少し前の事。 3月なのにこの静岡に雪が舞う日、仕事を休み目的の場所へと向かう。
どうしても行きたい場所だ。
電車待つホームは強い風が吹き、雪が飛んでくる。春が見えた矢先なのに鼻と耳がキンとする程寒い。
はやく電車の中に逃げ込みたい気分だ。
だが、当の電車といえば雪・強風のためかなりの遅れが出ている・・・
何とも迷惑な風だろう。
数十分の遅れで電車に乗り込む事ができた。こんな事なら真冬着で出てくれば良かったと少しの後悔。いや、結構な後悔かな。
予定よりもかなり遅れて静岡に到着。
さあ、目的地までは徒歩10分くらいかな… よく歩いたコースを久しぶりに歩き出す。
歩き始めて少しすると、こころなしか足早な自分に含み笑い。
次第にこころなしなどではなく、完全に早足になっていく。
思い人が待つ場所へと向かっている訳ではないのだけどね。 まぁ、ソレに近いモノとでもいうのなか?
さすがの早足で半分位の時間で目的地へ到着。
ドキドキというのでもなく、緊張というのでもなく、ちょっと表現しにくい想いがジワリジワリとにじみ出てくる。

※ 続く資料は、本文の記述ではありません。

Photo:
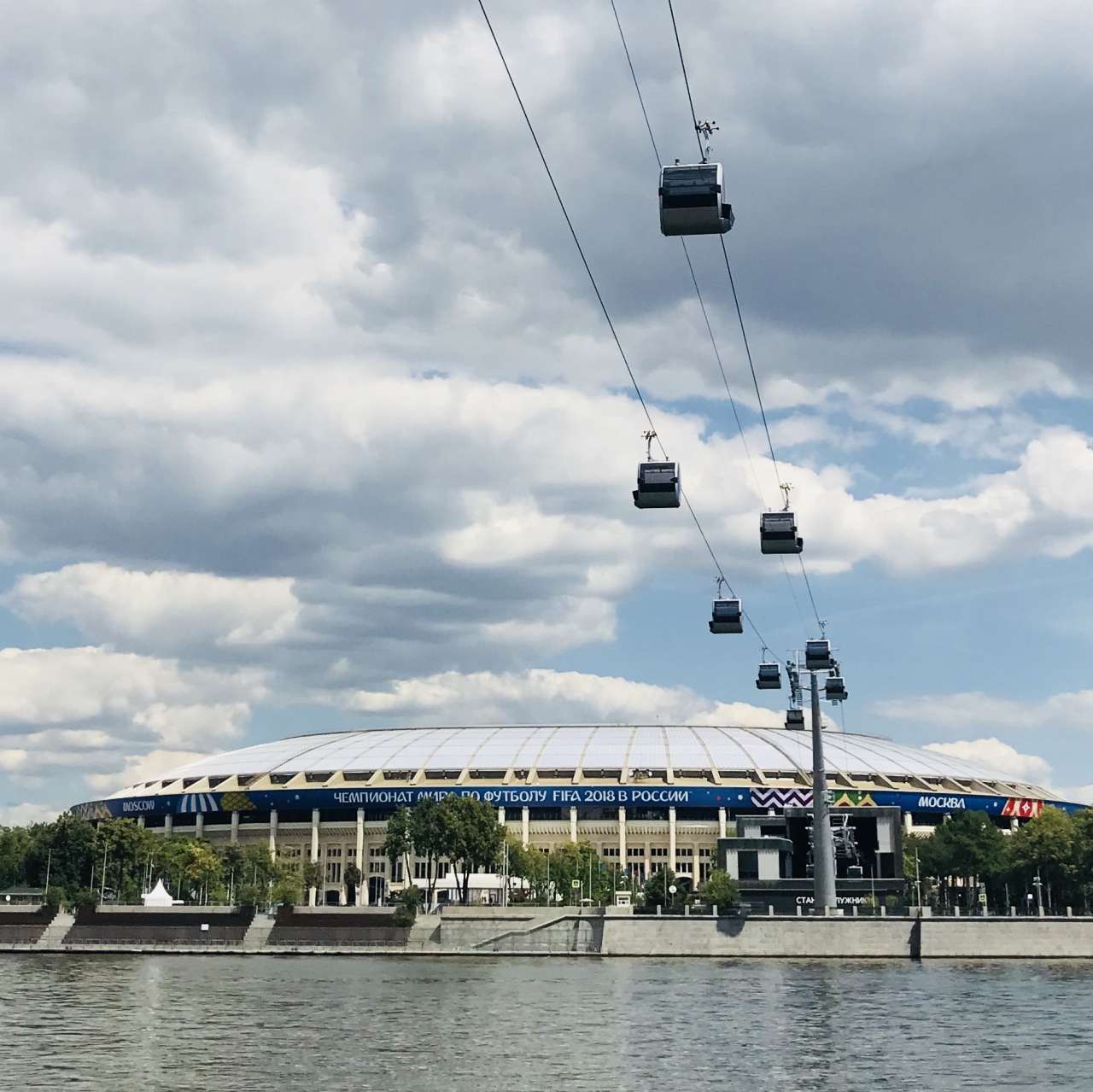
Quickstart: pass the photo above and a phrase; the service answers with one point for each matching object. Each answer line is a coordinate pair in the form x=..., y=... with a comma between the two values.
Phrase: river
x=239, y=1023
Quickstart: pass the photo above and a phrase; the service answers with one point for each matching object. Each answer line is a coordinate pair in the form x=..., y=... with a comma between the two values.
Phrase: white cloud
x=992, y=753
x=98, y=714
x=965, y=710
x=225, y=272
x=1081, y=794
x=541, y=697
x=162, y=610
x=24, y=815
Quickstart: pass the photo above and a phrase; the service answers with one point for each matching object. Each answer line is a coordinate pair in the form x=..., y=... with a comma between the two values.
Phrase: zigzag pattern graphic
x=198, y=802
x=781, y=798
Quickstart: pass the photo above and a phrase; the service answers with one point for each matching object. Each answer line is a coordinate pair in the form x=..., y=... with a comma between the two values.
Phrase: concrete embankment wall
x=1007, y=938
x=621, y=933
x=793, y=937
x=485, y=931
x=22, y=926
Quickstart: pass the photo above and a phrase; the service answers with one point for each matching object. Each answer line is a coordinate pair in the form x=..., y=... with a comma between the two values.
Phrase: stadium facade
x=645, y=796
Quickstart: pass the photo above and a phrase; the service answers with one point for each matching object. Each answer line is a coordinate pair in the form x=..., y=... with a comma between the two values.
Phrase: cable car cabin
x=691, y=200
x=727, y=616
x=769, y=677
x=658, y=486
x=777, y=533
x=834, y=689
x=818, y=655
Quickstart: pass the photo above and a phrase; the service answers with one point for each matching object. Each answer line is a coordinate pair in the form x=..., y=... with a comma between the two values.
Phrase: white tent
x=160, y=896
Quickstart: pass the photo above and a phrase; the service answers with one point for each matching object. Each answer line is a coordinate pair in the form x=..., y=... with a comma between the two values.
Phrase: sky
x=309, y=418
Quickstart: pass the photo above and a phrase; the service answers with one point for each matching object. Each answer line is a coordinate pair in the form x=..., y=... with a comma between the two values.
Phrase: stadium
x=644, y=796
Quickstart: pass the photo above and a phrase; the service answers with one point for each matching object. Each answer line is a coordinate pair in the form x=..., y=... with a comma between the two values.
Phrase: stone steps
x=53, y=939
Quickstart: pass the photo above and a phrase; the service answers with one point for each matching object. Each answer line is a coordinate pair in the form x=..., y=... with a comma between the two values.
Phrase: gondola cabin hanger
x=658, y=483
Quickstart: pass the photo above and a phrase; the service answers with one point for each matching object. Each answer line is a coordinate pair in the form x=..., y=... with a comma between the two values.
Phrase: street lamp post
x=823, y=844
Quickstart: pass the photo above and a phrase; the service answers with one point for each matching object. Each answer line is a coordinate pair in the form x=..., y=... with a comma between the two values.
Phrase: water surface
x=238, y=1023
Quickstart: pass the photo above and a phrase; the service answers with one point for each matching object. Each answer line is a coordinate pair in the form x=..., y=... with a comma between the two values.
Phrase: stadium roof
x=582, y=755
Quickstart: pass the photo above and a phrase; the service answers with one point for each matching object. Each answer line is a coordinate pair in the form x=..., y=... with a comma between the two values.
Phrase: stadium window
x=748, y=864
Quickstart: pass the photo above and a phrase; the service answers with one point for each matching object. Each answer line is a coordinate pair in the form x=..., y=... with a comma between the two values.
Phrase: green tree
x=656, y=890
x=354, y=876
x=426, y=827
x=1082, y=857
x=398, y=844
x=190, y=869
x=1047, y=844
x=529, y=865
x=66, y=849
x=580, y=861
x=472, y=838
x=313, y=876
x=967, y=845
x=721, y=890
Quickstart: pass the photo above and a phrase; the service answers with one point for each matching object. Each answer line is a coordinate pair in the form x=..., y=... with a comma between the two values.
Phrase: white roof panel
x=573, y=747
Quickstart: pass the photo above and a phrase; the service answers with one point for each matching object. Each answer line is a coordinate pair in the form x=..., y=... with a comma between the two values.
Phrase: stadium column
x=315, y=850
x=362, y=890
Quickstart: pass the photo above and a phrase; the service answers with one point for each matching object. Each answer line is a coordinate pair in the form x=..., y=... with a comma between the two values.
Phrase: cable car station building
x=687, y=797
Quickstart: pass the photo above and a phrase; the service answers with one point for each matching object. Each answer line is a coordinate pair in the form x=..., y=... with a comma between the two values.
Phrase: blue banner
x=535, y=796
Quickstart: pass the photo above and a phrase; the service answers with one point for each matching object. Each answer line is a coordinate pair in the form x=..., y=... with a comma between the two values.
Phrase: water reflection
x=207, y=1022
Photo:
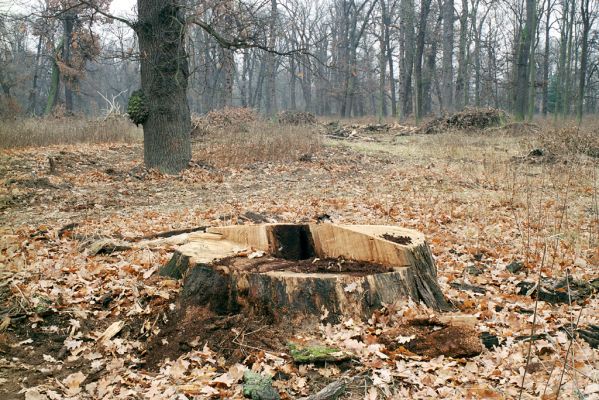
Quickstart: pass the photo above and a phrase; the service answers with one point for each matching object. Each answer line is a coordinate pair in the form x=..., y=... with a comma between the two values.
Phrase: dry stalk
x=534, y=321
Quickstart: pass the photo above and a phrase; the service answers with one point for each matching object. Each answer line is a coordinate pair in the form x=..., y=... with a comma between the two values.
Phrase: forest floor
x=78, y=325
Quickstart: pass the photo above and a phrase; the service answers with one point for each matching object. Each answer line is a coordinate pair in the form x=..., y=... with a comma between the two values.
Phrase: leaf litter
x=83, y=325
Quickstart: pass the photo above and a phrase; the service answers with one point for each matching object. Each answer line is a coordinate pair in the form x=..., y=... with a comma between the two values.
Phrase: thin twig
x=534, y=321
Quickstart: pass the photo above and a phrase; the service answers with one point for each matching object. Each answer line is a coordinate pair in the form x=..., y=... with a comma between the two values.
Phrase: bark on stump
x=307, y=271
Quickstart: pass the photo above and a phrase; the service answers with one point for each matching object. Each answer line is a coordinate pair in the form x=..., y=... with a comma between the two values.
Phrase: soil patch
x=232, y=337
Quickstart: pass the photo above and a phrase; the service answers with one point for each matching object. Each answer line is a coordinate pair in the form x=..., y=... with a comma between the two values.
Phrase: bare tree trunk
x=461, y=77
x=229, y=76
x=292, y=83
x=546, y=59
x=389, y=55
x=33, y=92
x=382, y=98
x=68, y=81
x=447, y=74
x=164, y=76
x=424, y=10
x=532, y=65
x=586, y=28
x=522, y=71
x=269, y=99
x=54, y=81
x=567, y=72
x=406, y=56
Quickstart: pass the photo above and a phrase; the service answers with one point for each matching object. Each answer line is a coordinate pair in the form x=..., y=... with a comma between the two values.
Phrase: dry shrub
x=260, y=142
x=571, y=141
x=223, y=118
x=9, y=108
x=469, y=119
x=66, y=130
x=515, y=129
x=296, y=118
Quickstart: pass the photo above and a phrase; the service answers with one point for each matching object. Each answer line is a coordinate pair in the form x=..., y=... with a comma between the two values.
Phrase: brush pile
x=223, y=118
x=296, y=118
x=469, y=119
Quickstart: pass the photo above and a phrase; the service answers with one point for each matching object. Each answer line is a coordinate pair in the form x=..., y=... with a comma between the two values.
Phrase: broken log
x=306, y=271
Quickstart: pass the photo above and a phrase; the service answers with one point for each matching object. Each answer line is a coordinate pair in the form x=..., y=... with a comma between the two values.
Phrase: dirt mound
x=468, y=119
x=223, y=118
x=296, y=118
x=335, y=130
x=517, y=128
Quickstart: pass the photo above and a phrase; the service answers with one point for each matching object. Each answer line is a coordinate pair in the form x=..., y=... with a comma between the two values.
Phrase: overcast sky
x=123, y=7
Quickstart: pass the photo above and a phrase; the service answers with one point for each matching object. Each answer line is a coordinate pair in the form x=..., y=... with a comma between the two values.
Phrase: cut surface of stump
x=300, y=272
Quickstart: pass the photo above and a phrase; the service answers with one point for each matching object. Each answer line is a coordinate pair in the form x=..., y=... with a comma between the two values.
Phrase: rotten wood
x=362, y=270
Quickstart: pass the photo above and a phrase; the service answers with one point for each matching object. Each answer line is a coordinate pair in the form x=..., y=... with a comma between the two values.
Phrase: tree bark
x=164, y=77
x=68, y=81
x=406, y=56
x=521, y=89
x=586, y=28
x=269, y=95
x=362, y=268
x=32, y=102
x=447, y=75
x=424, y=10
x=546, y=59
x=460, y=85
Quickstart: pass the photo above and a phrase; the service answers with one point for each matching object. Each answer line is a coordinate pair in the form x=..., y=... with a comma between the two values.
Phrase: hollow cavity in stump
x=300, y=272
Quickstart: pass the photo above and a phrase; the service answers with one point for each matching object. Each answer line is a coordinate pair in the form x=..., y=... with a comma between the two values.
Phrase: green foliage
x=137, y=108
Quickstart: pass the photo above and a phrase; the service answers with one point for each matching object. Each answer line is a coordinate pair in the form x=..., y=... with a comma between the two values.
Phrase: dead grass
x=50, y=131
x=258, y=141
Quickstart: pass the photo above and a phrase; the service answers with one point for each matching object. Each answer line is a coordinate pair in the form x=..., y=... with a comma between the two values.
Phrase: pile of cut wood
x=223, y=118
x=469, y=119
x=296, y=118
x=335, y=130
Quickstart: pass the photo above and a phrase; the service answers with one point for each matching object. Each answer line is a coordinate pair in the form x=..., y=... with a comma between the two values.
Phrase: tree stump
x=296, y=272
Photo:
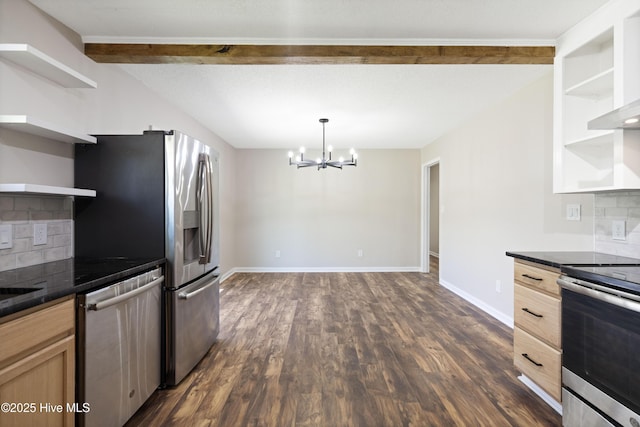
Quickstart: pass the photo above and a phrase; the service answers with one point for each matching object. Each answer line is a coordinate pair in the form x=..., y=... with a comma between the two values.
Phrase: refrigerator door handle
x=187, y=295
x=204, y=208
x=209, y=209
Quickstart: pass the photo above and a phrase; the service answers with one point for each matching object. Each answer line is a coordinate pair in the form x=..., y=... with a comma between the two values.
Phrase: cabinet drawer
x=538, y=361
x=538, y=313
x=28, y=333
x=538, y=278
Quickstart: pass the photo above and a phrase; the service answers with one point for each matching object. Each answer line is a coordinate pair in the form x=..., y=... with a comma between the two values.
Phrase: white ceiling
x=369, y=106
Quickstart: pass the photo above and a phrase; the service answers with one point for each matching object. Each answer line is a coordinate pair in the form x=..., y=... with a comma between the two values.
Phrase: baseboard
x=542, y=394
x=325, y=269
x=478, y=303
x=235, y=270
x=227, y=274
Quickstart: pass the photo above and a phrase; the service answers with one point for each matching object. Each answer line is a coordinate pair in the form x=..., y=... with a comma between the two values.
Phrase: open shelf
x=46, y=189
x=598, y=86
x=31, y=58
x=28, y=124
x=596, y=138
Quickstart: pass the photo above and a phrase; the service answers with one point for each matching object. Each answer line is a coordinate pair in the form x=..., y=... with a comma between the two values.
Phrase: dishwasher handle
x=187, y=295
x=115, y=300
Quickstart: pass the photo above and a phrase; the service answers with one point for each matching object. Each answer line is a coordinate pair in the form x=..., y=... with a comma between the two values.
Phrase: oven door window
x=601, y=344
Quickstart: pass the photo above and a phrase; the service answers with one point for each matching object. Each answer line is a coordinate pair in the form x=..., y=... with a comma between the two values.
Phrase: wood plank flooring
x=350, y=349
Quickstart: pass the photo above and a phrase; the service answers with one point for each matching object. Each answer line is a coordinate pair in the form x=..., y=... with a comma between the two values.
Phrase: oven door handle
x=611, y=296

初めて見る階段を初めて登っていく。その先に初めてだけど、久しぶりともいっていい扉が待っていた。
そして僕はひっそりと笑顔を噛み殺しつつ「カチャ」と扉の向こうへと入っていく・・・
特等席からのあの窓の景色はもう観られないけど、それでも「もう一度の奇跡」に心から感謝とありがとうでいっぱです。
ダークグレーの空の隙間から射した細くて柔らかな光は春の訪れを感じるには十分すぎるほど暖かくて優しいものでした。